The central dilemma is protecting vulnerable people from a commercially sold, harmful practice versus preserving constitutional protections for speech and religious practice. Framing conversion therapy as consumer fraud empowers the FTC to stop commercial exploitation but risks overbreadth and legal challenges about regulating counseling content, religiously motivated speech, and services that sit at the border of protected expression and commercial conduct.

The bill’s commercial‑compensation trigger and the carveout for First Amendment‑protected products or services create practical ambiguity.
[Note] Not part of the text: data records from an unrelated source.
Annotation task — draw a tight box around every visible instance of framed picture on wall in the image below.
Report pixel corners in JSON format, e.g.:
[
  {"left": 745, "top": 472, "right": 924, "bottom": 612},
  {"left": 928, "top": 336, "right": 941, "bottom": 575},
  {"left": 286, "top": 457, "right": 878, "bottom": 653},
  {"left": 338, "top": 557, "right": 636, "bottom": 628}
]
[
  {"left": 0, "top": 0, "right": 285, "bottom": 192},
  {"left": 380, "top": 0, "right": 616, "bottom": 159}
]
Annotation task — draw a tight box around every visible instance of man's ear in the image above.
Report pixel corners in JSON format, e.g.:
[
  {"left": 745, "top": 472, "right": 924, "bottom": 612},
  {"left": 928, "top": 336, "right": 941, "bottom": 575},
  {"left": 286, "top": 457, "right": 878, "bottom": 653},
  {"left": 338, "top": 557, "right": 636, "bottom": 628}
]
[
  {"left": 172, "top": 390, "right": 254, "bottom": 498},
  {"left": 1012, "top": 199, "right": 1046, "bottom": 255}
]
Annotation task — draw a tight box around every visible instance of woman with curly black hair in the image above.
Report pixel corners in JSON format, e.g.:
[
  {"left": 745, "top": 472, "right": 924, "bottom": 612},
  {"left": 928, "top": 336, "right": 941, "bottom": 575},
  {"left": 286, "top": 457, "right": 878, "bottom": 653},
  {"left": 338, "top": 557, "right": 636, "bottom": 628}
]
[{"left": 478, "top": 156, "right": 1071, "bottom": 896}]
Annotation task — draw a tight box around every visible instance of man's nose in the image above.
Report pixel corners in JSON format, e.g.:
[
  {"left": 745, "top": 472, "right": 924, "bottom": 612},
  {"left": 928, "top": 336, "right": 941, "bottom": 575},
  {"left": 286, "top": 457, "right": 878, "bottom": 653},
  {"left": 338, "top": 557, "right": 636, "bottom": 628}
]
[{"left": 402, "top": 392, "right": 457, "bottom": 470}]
Determining when a product or service is 'integral' to conversion therapy will fall to regulators and courts and could sweep in innocuous goods (books, online courses, membership platforms) or exclude certain speech‑protected activities depending on judicial interpretation.

Similarly, proving that a practice 'seeks to change' identity or orientation introduces evidentiary challenges: an adversary can claim neutral intent while offering interventions that regulators view as conversion in effect.

The decision to enforce through the FTC, not through health‑care licensing boards, avoids medical‑licensing heterogeneity but invites constitutional scrutiny. Consumer‑protection enforcement is less familiar with assessing clinical practices and may struggle with standards of care evidence and expert testimony.

At the same time, the Act limits duplicative state litigation while allowing state AGs to act—FTC intervention and the statutory preemption window mean enforcement sequencing will matter and could delay relief in particular cases. Finally, the statute does not define civil‑penalty scales or private‑right remedies for individual victims, leaving open questions about individual damages, mandatory restitution, and how injunctive relief will be structured across online and offline remedies.